"Alpha ursae minoris": romanzo in tre racconti dello scrittore trentino Vladimiro Forlese

Alpha Ursae Minoris invita il lettore a porsi le grandi e minute domande dell’essere e dell’esistere, a non perdere mai di vista ideali e valori essenziali della vita, a non perdere mai la speranza e ad agire sempre con coraggio per portare alla luce la verità, forse a volte scomoda ma necessaria.

Nota - Questo comunicato è stato pubblicato integralmente come contributo esterno. Questo contenuto non è pertanto un articolo prodotto dalla redazione di TrentoToday

Alpha Ursae Minoris di Vladimiro Forlese è un romanzo articolato in tre racconti distinti e concatenati da un'unica indagine che nasce da un apparentemente banale incidente stradale.

Ambientato agli inizi degli anni '90, principalmente in due città del nord Italia, T. e B., con le sue sfumature da giallo d'inchiesta Alpha Ursae Minoris orbita attorno ad un traffico di scorie radioattive orchestrato dall'oscuro mondo dell'eversione, quello "invisibile" fatto di colletti bianchi, multinazionali strutturate con sistemi a scatole cinesi, di grandi organizzazioni finanziarie e personaggi pubblici altolocati, di legami con le mafie dell'est europeo, che muove le sue pedine per decidere le sorti dell'informazione, dell'economia e conquistare il potere distruggendo il sistema democratico.

Tre personaggi principali, Alberto Gasperi, Caterina De Simone e Luca Valli, che intrecciano i loro destini, come tasselli di un puzzle che necessitano la coesistenza per costruire una visione d'insieme, in un incastro perfetto. All'ultimo racconto viene affidato il compito di tirare le fila, svelando l'infame destino riservato a ciascun componente del team d'indagine, e di rivelare il significato emblematico del titolo del romanzo: il nome scientifico della Stella Polare.
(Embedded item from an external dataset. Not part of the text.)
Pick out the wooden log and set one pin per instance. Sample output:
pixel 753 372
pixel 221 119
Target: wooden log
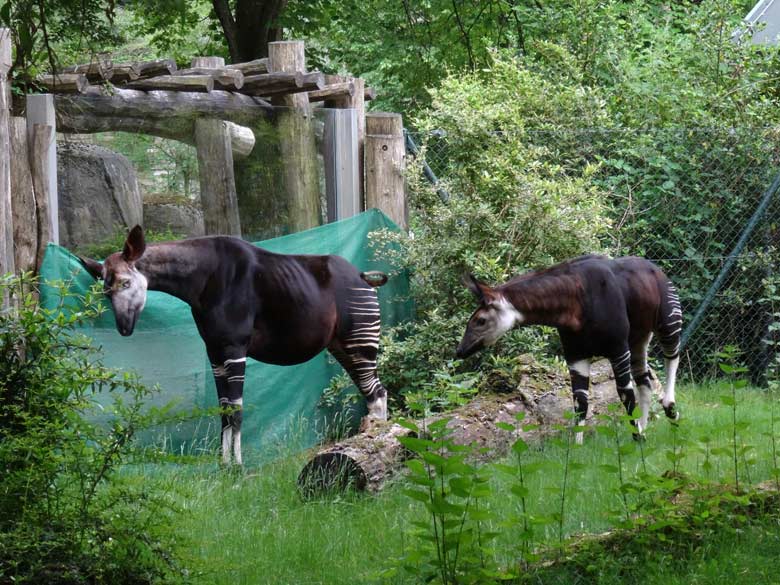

La scomparsa dal cielo dell'Alpha Ursae Minoris rappresenta il disorientamento della società lasciata in balia di sé stessa, senza un punto di riferimento, simbolo della cecità di una condizione umana che ha smarrito il senso ultimo della propria umanità.

Un mood drammatico, teso continuamente tra esplosione ed implosione, che poggia su due capisaldi: l'illusione dei personaggi di poter guidare il proprio destino e l'assoluta impossibilità di attuare tale proposito.

Col suo linguaggio curato e scorrevole, l'eleganza e la ricercatezza di uno stile che lascia intravedere l'attenta volontà di istaurare col lettore un contatto diretto e spontaneo, e una trama realistica e coinvolgente, Alpha Ursae Minoris è un romanzo di riflessione, che pone l'attenzione sull'importanza di saper discernere il bene dal male, il pensiero e la volontà individuali da ciò che, invece, viene meccanicamente e inconsapevolmente imposto di assumere come verità da oscuri meccanismi di manipolazione.

Affascinante per i suoi risvolti misteriosi e la tensione etico-morale corroborata da una trama avvincente e non scontata, denunciando l'omertà e il marciume sociale, Alpha Ursae Minoris invita il lettore a porsi le grandi e minute domande dell'essere e dell'esistere, a non perdere mai di vista ideali e valori essenziali della vita, a non perdere mai la speranza e ad agire sempre con coraggio per portare alla luce la verità, forse a volte scomoda ma necessaria. Ritrovare la propria Stella Polare significa ritrovare sé stessi, ribellarsi se necessario, senza lasciarsi sporcare o inglobare nel circuito del marciume sociale.